ASU researchers played part in successful Ebola treatment

TEMPE, AZ - They're calling it a miracle recovery after two American missionaries were sent home from the hospital, no longer infected with Ebola.

RELATED: What cured the released American Ebola patients?

It turns out ASU researchers had a big part in this and they may have helped save their lives.

It all started in a lab on ASU's campus at the Biodesign Institute where researchers helped develop the treatment used to fight Ebola.

They're thrilled to see this kind of progress and they say it could bring a big boost to the work they're doing.

“This was tremendous momentum for us to carry our research to the next level,” said assistant professor Qiang Chen, PhD.

Their plant-based research guided the companies that developed the treatment against Ebola.

“I'm very proud for ourselves and our colleagues which have made a great contribution to not only understanding more about nature, but help in saving lives,” Chen said.

Chen says it's too early to say this is a cure.

But the World Health Organization gave the green light to continue using the treatment.
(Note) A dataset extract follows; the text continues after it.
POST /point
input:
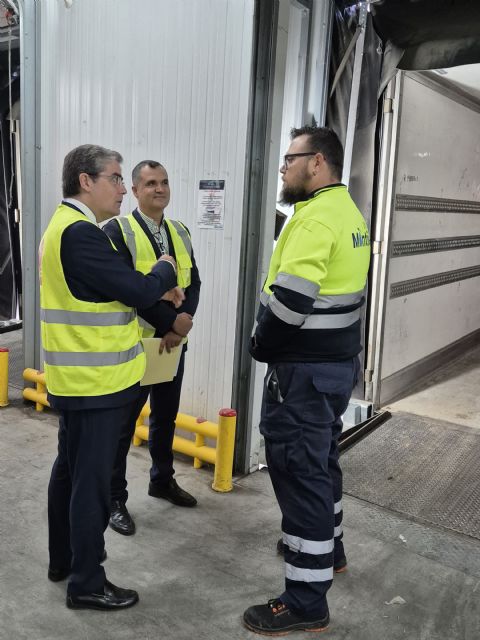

Chen wants to take the fight against Ebola one step further.

“Instead of treating exposed patients, we can try to develop a vaccine to prevent people get infected by Ebola,” Chen said.

Doctors say the two patients just released from the hospital aren't likely to relapse.

Chen says their progress will probably be tracked by researchers over the years.

In the meantime, this is really good news for the other viruses like West Nile they're studying at ASU. It could bring more interest and grant dollars their way.